Vaccine for the prevention of diphtheria, tetanus, whooping cough (acellular), hepatitis B and infection caused by Haemophilus influenzae type b ()


Vaccine options

Pertussis vaccine is usually produced in combination with diphtheria and tetanus toxoids (DPT).
The domestically produced vaccine contains a more reactogenic, but also more immunogenic whole-cell pertussis component. In addition, domestically produced combination drugs “Bubo-M”, “Bubo-Kok” and “DTP-HepB” are produced, as well as imported vaccines “Pentaxim”, “Infanrix Penta”, “Infanrix Hexa”, “Tetraxim”, “Infanrix” " Imported AaDPT vaccines (Adsorbed acellular Pertussis-Diphtheria-Tetanus vaccines) contain an acellular pertussis component, which is better tolerated than whole cell, but has lower immunogenicity. Imported vaccines, as well as, for example, the BUBO-Kok vaccine, are often combined with vaccines against hepatitis B, polio (inactivated) and Haemophilus influenzae type b. For age-related revaccinations against pertussis in children over 6 years of age and adults, as a rule, combination vaccines with an acellular pertussis component are used, which also include a reduced content of diphtheria toxoid and tetanus toxoid (Adasel vaccine).

What type of vaccine is there for whooping cough?

The whole cell vaccine contains live bacteria, but they are artificially weakened. Split vaccines contain fragments of pertussis bacillus. Split vaccines do not produce as strong a reaction, but are more expensive. Therefore, the state provides its citizens with budgetary whole-cell vaccinations.

The vaccine is called DPT, which stands for “adsorbed pertussis-diphtheria-tetanus.” 1 ml of vaccine contains 20 billion pertussis bacilli, which is equivalent to 2 doses.

Analogues of whole cell vaccines:

  • Tritanrix, which contains components that protect against tetanus, diphtheria, whooping cough, hepatitis B and Haemophilus influenzae.
  • Bubo-kok, which is supplemented only with a component that protects against hepatitis B.

Split vaccines:

  • Infanrix is ​​an analogue of DTP, containing exactly the same components.
  • Infanrix Hexa, in addition to components against whooping cough, diphtheria and tetanus, it contains antibodies to Haemophilus influenzae, polio and hepatitis B. The Hexavak vaccine has a similar effect.
  • Pentavac provides protection against diphtheria, whooping cough, tetanus, polio and Haemophilus influenzae.

In Europe, a monocomponent whooping cough vaccine is also used, but in Russia it is not used.

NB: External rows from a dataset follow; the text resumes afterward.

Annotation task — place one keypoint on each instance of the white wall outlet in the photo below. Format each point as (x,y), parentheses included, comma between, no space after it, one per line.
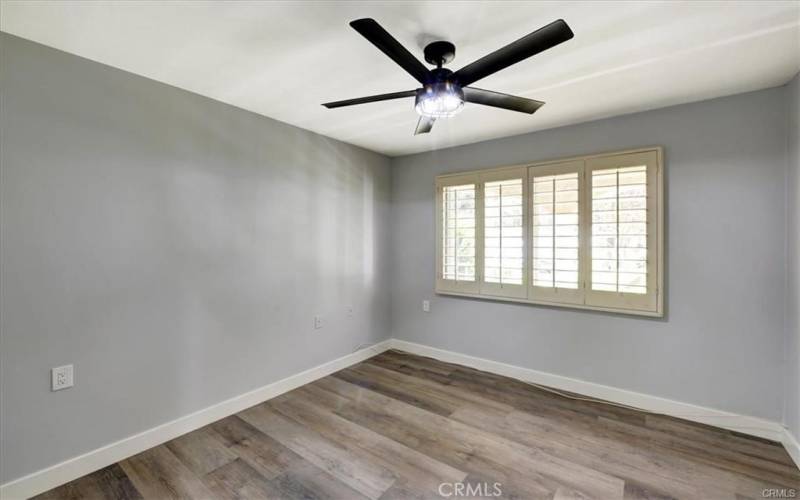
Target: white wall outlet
(61,377)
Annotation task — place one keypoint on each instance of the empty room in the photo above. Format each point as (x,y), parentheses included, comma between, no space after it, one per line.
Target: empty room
(389,250)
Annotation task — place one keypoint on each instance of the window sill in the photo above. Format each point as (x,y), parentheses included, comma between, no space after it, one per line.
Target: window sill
(631,312)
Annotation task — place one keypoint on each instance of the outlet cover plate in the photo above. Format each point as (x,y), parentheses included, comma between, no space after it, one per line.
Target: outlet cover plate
(61,377)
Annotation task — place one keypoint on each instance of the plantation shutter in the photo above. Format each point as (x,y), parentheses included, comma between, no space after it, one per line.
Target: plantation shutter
(623,251)
(556,240)
(504,231)
(457,234)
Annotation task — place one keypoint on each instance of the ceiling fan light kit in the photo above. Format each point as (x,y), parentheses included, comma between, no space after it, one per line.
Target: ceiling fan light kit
(444,92)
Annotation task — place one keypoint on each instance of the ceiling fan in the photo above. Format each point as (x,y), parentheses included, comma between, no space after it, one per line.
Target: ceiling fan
(444,92)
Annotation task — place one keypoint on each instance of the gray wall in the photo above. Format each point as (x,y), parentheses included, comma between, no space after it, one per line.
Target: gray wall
(792,385)
(721,342)
(175,249)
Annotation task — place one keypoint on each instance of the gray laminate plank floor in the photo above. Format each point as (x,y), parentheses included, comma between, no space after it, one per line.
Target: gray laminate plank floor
(402,426)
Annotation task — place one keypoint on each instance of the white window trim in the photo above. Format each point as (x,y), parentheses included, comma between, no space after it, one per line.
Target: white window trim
(498,289)
(651,304)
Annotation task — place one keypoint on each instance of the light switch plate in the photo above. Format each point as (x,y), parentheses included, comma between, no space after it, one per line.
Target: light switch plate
(61,377)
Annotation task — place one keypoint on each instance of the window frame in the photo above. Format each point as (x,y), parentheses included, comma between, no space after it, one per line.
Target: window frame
(650,304)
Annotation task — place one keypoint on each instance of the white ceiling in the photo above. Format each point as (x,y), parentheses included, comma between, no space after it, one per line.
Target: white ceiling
(282,59)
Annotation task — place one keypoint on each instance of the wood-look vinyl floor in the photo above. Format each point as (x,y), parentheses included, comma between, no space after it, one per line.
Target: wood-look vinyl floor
(401,426)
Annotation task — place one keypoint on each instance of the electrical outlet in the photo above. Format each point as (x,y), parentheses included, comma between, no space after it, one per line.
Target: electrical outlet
(61,377)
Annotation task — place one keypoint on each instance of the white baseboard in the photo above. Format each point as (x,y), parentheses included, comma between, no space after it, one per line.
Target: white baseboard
(792,446)
(45,479)
(753,426)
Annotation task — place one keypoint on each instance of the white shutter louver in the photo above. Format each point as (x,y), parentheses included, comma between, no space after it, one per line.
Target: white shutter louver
(584,232)
(503,240)
(619,229)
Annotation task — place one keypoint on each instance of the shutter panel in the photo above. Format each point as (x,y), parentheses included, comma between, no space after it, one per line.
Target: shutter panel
(457,234)
(556,240)
(623,231)
(504,232)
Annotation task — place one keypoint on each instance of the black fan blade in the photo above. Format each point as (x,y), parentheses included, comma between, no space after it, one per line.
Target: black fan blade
(372,98)
(498,100)
(381,38)
(540,40)
(424,125)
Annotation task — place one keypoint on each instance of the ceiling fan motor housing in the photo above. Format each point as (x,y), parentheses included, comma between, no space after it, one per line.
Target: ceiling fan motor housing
(440,53)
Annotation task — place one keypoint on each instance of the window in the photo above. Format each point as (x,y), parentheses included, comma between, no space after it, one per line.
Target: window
(504,217)
(584,232)
(457,229)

Principles and purposes of vaccination

The main purpose of vaccination against whooping cough is to reduce the risk of acute whooping cough in infancy. It is important to note that children in the age group from 7 to 14 years occupy a leading place in the structure of cases due to the weakening of post-vaccination immunity just by the age of 6–7 years. In school-age children and adults, whooping cough can also be very severe, therefore, to prolong immunity, it is possible to carry out age-related revaccinations at older ages. Moreover, it is school-age children, as well as parents, who are one of the main sources of infection for unvaccinated children in the first months of life, in whom whooping cough is especially severe.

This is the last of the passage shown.